Observations and Definitions

• +/- is the sign. It is represented by a bit, equal to 0 if the number is positive, 1 if negative.
• the part 1.bbbbbb....bbb is called the mantissa
• the part bbb...bb is called the exponent
• 2 is the base for the exponent.
• the number is normalized so that its binary point is moved to the right of the leading 1. Because the binary point is floating, it is possible to bring it to the right of the most significant 1 (except in some special cases which we'll cover soon).
• the binary point divides the mantissa into the leading 1 and the rest of the mantissa.
• because the leading bit will always be 1 (again, there might be some exceptions), we don't need to store it. This bit will be an implied bit.

Packing and Coding the Bits

First, when we have a real number we need to normalize it by 1) bringing the binary point to the right of the leading 1 and 2) by adjusting the exponent at the same time.

For example, assume we have the following real number expressed in binary:

           y =  +1000.100111

We can normalize it as follows:

           y = +1.000100111 x 23

Where we have expressed the mantissa in binary, and the exponent part in decimal to better highlight the fact that moving the binary point 3 places to the left is the same as dividing the mantissa by 8, and hence the exponent multiplies the mantissa back by 2³, or 8.

If we want to represent y completely in binary, we get:

           y = +1.000100111 x 1011

since 2 decimal is 10 in binary, and 3 is 11. Right?

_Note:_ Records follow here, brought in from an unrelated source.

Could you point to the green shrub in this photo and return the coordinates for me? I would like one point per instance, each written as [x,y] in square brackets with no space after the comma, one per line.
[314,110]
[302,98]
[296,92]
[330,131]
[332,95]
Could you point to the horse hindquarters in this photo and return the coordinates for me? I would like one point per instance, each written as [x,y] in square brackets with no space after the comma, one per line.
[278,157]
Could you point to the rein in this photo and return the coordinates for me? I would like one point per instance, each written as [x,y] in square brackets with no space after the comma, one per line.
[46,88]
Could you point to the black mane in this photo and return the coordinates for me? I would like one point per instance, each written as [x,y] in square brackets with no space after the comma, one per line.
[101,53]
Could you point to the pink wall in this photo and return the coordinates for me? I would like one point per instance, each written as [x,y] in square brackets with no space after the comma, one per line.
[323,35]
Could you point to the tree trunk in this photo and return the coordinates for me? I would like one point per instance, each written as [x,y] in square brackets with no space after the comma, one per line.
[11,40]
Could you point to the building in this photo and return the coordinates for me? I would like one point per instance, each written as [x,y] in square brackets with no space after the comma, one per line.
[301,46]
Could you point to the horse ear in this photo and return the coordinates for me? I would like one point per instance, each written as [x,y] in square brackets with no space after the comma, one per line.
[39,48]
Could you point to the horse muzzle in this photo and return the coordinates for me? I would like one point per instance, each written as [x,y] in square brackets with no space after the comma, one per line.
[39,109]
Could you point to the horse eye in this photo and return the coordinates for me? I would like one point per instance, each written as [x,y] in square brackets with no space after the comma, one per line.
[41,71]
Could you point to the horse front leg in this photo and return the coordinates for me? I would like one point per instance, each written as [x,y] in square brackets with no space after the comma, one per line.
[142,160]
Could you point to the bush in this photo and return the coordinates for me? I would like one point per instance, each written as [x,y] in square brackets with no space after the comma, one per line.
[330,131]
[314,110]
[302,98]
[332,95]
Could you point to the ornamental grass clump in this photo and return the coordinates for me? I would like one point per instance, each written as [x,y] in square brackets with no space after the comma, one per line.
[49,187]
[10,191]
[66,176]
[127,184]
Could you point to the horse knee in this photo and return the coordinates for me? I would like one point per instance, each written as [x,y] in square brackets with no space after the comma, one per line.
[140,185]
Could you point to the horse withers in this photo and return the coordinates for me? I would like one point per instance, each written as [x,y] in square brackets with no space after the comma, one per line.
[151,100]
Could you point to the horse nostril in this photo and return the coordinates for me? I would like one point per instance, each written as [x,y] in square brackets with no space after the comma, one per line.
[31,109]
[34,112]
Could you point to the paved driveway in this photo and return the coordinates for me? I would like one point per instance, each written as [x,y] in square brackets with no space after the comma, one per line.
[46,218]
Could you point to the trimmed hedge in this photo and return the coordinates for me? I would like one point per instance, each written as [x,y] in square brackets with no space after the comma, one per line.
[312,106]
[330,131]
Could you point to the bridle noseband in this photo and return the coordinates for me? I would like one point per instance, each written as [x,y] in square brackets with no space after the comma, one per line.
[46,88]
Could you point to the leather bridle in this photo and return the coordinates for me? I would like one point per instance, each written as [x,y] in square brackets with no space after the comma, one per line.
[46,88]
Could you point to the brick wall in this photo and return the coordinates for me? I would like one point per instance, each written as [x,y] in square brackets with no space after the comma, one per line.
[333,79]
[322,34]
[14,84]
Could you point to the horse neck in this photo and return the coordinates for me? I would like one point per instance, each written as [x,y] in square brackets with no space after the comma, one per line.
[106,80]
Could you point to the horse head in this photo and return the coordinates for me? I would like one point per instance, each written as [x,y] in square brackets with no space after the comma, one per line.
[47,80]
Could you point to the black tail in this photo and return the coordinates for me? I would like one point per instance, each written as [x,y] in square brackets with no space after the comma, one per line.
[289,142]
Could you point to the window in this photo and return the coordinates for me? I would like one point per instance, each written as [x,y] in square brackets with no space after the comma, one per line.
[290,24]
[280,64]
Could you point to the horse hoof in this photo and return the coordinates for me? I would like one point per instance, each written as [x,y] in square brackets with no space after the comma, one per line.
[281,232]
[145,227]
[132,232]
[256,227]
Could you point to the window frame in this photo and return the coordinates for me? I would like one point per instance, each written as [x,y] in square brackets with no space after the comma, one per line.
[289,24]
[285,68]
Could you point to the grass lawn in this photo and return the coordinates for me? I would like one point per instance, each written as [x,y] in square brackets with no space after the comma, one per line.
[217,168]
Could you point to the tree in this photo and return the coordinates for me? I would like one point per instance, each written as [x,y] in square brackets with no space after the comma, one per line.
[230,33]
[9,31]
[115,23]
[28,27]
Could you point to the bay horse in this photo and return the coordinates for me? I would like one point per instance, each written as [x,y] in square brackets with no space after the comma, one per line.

So, to store y in a double word, we only need to store 3 pieces of information:

• 0 to represent +,
• 000100111 for the mantissa (remember that the leading 1 is implied, and thus we don't store it), and
• we need to store 11 for the exponent.

When storing y in a 32-bit double-word, the following placement of bits is adopted:

   31 30      23 22   	      	       0
 +---+----------+-----------------------+
 | s | exponent |       mantissa        | 
 | 1 | 8        |          23           |
 +---+----------+-----------------------+

• the MSB is the sign bit of the mantissa: 0 for positive, 1 for negative
• the exponent is stored in the next 8 bits. The stored value for the exponent ranges from 0 to 255.
• the mantissa without the leading 1. part is stored in the lower 23 bits. It's magic, we can actually store the most significant 24 bits of the real mantissa in 23 bits. Nice trick!

So y in a 32-bit double word looks like this:

 y = 0 bbbbbbbb 0001001110000000000000

You will noticed that I haven't shown the exponent in binary. This is because the IEEE committee that drafted the standard for floating point numbers decided not to use the 2's complement to code the exponent. Instead it uses what is called a bias. The reason for this will become clear later. The table below illustrates the coding of the exponent.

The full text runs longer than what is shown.